Yangchun noodles are also called slippery noodles. Folklore calls October of the lunar calendar Xiaoyangchun, and Shanghai slang takes ten as Yangchun. In the past, this kind of noodles sold for ten pence per bowl, so it was called Yangchun noodles. Kaiyang onion oil noodles, also known as laver onion oil noodles. Stir-fried with scallion oil and thoroughly cooked dried seaweed (known as Kaiyang in Shanghai) and cooked noodles. Noodles are tough and smooth, dried seaweed is soft and delicious, and scallion oil is fragrant. After 1945, there was a vendor named Chen in the Chenghuang Temple who cooked noodles with scallion oil according to the daily practice of his hometown in northern Jiangsu. Onion has a strong and unique fragrance, which is very popular and has been passed down to this day. Now it is the specialty snack of lakeside snack bar.
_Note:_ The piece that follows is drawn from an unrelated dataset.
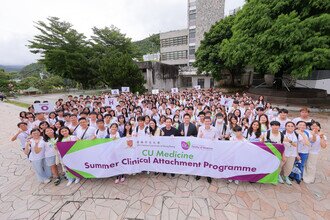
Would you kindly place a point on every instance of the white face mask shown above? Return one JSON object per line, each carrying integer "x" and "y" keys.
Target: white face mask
{"x": 219, "y": 121}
Historical origin of Yangchun noodles

Noodles are one of the most common traditional pasta in China, with a long history and a long history. According to historical records, the earliest noodles can be traced back to the Eastern Han Dynasty more than 900 years ago. In the Eastern Han Dynasty, the book "Moon Order for Four People" contained "... beginning of autumn should not eat boiled cakes and boiled cakes". According to research, "boiled cake" and "boiled cake" are the first examples of Chinese noodles. Wei and Jin Dynasties were called "soup cakes". In the Northern and Southern Dynasties, it was called "water-induced cake" or "water-induced noodles". Interpretation of Famous Foods in Han Dynasty contains: "Steamed cakes, soup cakes, golden cakes and cakes are all named after their shapes"; There is also the "cake of explaining the name, that is, the face of today, which is called pulling (pulling) face in the northwest" in the "Nine Valley Examination"; "Introduction to Vegetarianism" has the ancient name of "noodles, ice, and soup cakes. Suobing talks about its shape, and Tang Bing talks about how to eat it. " The practice is to knead the dough into the thickness of chopsticks by hand, then soak it in water, twist it into leek leaves by hand before eating, and cook it in boiling water, similar to lasagna; Or "? O ",recorded in the Book of Qi Yaomin: rub your fingers to length, soak them in water, twist them when you put them in a pot, and then cook them with boiling water. This way is very similar to "kneading noodles" and "pulling tabs" in Shanxi.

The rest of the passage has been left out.